An observational study of a superabsorbent polymer dressing evaluated by clinicians and patients

Clinical Case Publication
Acute Wounds, Cost Effectiveness, Exudate Management, Diabetic Foot Ulcer, Leg Ulcer, Pressure Ulcer
Publication Year
Simon Barrett et al.
published in
Journal of Wound Care
Approx. reading time
50 min (12 pages)


Objective: This open, non-comparative, multi-centre investigation examines the use of a new superabsorbent polymer (SAP) wound dressing used for exudate management (in medium-to-high exuding wounds) in a patient population with a variety of wound types. The primary objective of this study was to evaluate the fluid management capabilities of the dressing.

Method: Both acute and chronic wounds with moderate-to-high exudate production levels were assessed (over a period of two weeks) as requiring exudate management, with a SAP dressing, Zetuvit Plus (designated RespoSorb Super in other countries), as part of their normal treatment regimen. Clinicians recorded a subjective assessment of exudate management and its impact on periwound skin conditions. In addition, wound bed preparation, healing trajectory and pain level reduction were monitored to give an insight into the clinical implications of using this dressing. Data was also collected from clinicians and patients on clinical performance of the dressing.

Results: The SAP dressing achieved ratings of ‘very good’/‘good’ (83% and 13%, respectively) in relation to its wound exudate handling properties. The dressing supported improved wound healing, reduced damage to and enhanced the status of the periwound skin. Pain levels were reduced and, as a consequence, patient reported outcomes were improved. Patients commented that the exudate handling capabilities of the dressing, its conformability and comfort allowed them to resume a semblance of normality in their life. All participating clinicians indicated that they would continue to use the SAP dressing. A sub-population cost analysis has highlighted that, when compared to alternative (historical) exudate management treatments, the SAP dressing was less expensive. The cost reduction arises from data that shows product use and frequency of dressing change (that impacts on nurse time) are both reduced. For the 10 patients evaluated, total costs were £2,491 and £1,312 before and during use, respectively; a saving of £1,179.00 (47%).

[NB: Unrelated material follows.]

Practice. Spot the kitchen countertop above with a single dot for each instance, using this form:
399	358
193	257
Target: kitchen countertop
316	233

Conclusion: The SAP dressing was well tolerated and shown to be effective in the management of moderate-to-high exudate. Consequently, the dressing supported improved healing, and reduced damage to periwound skin, leading to lower pain levels. Overall, both the patients and clinicians rated the SAP highly.

Declaration of interest: This study was supported by funding


Simon Barrett et al.
Lead TVN, Humber NHS Foundation Trust, The Grange Hessle, Hessle HU13 9LZ

Citation reference

Barrett. S et al (2018) An observational study of a superabsorbent polymer dressing evaluated by clinicians and patients. Journal of wound care. 27(2)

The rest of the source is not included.